Sunday, January 16, 2011

Thoughts Explosion

Its almost 3 in the morning and I can't really sleep, so many things rattling around in the brain.  What am I going to do? Where am I suppose to go? Should I go on summer missions? Can I even go? Thinking about 3 projects, running 3 projects, working on 3 projects.  So many strange feelings, feelings of repression, unable to say what I want to say.  Have the afters "Say It Now" in my head and can't get it out.  I feel so much is locked up in my heart.  I can't shake this feeling of being trapped by silence.  Wanting to speak my mind about philosophy, art, history, music, culture, sociology, video games, software design, international relations, politics, law, morality, psychology, sports, books, who I am, other people, it all feels trapped.  Its pounding in my head, all these thoughts intersecting and exploding off each other, understanding being lost to the spontaneous combustion of ideas.  Its maddening how many thoughts are fighting for my attention.  So many chains of ideas flowing together.  How is it that the world has come to this point? Information explosion, leading to a character implosion.  How to make sense of the rampant misinformation and pride that comes along with it.  Why are so many people so prideful?  How do I change it?  My life's purpose is to serve others, why can't I figure this out?  So many forces pushing and pulling at me!

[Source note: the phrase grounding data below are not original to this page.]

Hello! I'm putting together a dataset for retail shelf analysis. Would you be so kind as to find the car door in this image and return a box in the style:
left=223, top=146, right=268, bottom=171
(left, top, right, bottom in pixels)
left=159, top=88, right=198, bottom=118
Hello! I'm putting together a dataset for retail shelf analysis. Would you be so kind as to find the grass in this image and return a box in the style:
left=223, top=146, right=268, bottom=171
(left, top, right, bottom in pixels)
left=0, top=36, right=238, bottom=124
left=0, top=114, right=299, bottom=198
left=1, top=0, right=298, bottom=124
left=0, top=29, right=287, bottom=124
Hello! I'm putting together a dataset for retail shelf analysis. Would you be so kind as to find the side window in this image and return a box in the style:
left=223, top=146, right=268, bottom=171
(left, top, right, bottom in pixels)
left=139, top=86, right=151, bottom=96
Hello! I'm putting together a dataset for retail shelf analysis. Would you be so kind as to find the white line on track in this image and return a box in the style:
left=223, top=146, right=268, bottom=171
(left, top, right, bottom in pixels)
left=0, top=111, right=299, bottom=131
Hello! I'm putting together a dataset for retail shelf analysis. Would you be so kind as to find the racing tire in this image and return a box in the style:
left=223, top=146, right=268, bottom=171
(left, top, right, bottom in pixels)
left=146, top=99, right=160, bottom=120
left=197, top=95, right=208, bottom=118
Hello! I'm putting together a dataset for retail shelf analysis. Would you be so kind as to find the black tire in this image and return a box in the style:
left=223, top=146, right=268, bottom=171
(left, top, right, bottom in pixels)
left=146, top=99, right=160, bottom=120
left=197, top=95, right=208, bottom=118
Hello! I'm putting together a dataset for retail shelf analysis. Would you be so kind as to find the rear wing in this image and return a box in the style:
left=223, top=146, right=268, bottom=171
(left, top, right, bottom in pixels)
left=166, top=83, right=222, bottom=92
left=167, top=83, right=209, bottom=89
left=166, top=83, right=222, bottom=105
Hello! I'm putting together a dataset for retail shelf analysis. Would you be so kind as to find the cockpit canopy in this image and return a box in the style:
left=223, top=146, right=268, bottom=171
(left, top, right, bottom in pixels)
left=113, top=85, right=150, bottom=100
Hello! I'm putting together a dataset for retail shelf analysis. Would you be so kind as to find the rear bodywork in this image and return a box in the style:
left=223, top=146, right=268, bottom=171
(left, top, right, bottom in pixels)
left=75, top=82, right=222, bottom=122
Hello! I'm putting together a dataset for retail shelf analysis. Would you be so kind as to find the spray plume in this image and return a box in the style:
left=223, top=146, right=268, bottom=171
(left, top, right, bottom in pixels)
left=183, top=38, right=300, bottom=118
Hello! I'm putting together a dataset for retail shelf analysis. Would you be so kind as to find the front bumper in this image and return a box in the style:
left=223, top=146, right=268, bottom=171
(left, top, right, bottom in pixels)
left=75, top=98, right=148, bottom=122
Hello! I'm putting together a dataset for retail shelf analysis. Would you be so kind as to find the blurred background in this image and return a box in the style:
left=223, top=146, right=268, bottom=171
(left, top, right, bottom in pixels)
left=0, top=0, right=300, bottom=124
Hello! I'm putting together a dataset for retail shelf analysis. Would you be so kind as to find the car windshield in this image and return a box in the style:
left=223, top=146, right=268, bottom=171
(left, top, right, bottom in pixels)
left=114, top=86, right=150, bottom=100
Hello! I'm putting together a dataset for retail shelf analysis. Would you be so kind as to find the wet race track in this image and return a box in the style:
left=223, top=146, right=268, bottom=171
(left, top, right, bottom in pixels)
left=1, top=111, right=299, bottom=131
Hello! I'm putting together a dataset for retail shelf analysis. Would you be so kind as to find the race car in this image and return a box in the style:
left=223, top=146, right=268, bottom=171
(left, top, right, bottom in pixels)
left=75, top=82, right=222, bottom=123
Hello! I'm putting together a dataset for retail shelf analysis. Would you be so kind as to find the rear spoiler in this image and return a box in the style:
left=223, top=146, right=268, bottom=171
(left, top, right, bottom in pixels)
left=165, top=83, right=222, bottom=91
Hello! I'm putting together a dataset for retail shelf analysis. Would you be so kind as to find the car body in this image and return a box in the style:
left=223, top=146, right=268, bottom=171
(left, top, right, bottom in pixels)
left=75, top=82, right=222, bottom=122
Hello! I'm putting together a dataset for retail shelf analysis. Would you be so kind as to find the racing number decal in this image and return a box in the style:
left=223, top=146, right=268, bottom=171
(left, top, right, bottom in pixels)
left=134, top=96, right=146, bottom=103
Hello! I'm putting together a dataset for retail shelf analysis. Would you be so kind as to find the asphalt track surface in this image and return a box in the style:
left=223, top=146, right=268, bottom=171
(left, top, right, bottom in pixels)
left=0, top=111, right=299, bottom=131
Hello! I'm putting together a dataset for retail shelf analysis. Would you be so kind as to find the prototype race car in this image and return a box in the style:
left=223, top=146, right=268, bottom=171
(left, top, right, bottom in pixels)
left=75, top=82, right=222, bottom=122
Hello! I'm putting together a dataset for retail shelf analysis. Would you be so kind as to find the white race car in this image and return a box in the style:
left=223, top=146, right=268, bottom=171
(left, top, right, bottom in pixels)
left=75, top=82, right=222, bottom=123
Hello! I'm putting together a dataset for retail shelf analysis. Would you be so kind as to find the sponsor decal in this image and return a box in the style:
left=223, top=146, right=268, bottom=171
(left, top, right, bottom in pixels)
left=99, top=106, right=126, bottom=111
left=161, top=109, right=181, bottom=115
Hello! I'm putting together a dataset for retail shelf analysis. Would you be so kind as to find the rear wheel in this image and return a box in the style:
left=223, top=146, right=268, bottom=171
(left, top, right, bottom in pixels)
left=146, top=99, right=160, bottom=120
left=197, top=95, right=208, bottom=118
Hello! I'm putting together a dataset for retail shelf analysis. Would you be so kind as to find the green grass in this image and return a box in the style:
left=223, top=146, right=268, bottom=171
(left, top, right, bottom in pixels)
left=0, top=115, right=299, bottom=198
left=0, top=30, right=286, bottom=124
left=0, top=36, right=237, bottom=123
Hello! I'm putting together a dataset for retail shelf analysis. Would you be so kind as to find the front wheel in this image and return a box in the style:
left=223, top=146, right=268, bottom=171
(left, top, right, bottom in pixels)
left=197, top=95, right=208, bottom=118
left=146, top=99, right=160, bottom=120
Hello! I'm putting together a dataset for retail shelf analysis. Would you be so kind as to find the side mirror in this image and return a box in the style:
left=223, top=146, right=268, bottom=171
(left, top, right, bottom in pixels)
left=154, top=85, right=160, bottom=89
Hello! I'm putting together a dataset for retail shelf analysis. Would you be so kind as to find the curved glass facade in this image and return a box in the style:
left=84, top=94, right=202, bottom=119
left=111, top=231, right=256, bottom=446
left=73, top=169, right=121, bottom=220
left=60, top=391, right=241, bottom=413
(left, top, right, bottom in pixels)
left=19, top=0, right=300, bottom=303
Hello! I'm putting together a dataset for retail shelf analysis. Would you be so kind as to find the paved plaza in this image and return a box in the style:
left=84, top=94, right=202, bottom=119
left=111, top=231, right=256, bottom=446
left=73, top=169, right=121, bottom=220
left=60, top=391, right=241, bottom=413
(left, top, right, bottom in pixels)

Holy Spirit Guide my path, lead me through my day to day.  What can I do to move forward? I feel stuck! My thoughts are creating a net, a web, blocking the truth of the God.  My mind is capturing everything right now, writing is helping slow down the thoughts.  I just want to be less aware of my world, its to much information for one person to handle.  To many people, to many differing thoughts, to many things to know and learn, to many things to try to reconcile to the Truth, if only I could just snap my fingers and expand my mind. I wish, I wish.